Кошха успокоилась так же внезапно, как вспылила, и спрыгнула на пол. Искры пропали, шерсть улеглась, а голос снова стал тихим и чуть равнодушным.

- Ты получил, что хотел, бард Кириан. Свинильда выходит за тебя замуж. Ты счастлив?

- Да!!! – назло то ли Кробх Дерг, то ли самому себе яростно выкрикнул менестрель.

- Вот и хорошо. Прощай.

- Но!.. Но… но ты… я… - потрясенный, оглушенный, раздавленный неожиданным поворотом, преодолевая боль в растревоженных душе и теле, Кириан рванулся к гостье – но та пропала, словно была всего лишь очередным наваждением последних дней – как это ненужное рыцарство, дурацкий замок, нелепая женитьба…

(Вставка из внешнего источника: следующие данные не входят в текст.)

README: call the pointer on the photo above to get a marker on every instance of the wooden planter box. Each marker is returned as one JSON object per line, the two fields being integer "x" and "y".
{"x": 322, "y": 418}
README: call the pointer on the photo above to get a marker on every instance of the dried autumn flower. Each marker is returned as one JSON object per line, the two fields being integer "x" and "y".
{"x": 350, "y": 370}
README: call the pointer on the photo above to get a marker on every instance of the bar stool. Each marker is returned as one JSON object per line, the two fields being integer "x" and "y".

И тут он понял, чего ему в последние дни не хватало.

Себя.

Этот человек, прыгающий из окон, разбрасывающий противников направо и налево, скачущий в доспехах на коне, решающий проблемы заводнения болот и зарыбления полей, раскидывающий существующие и несуществующие деньги на капризы нелюбимой женщины, был не он. Он не знал этого человека и, по правде говоря, не хотел знать. Настоящий он остался там, в маленькой квартирке на самой вершине холма, сидеть на подоконнике, смотреть на крыши и писать стихи.

- Кто остался? Не поняла.

Кириан вздрогнул, выныривая из марева забытья, и вскинул руку к глазам: свет непонятно откуда взявшегося фонаря ослепил его. Впрочем, когда глаза немного привыкли, за фонарем обнаружилась пышнотелая Свинильда в соблазнительно распахнутом пеньюаре и россыпью белых волос по плечам.

- Ты с кем-то разговаривал? – с недоверчивым любопытством огляделась она по сторонам.

- С собой, - вздохнул бард, с кряхтением принимая вертикальное положение.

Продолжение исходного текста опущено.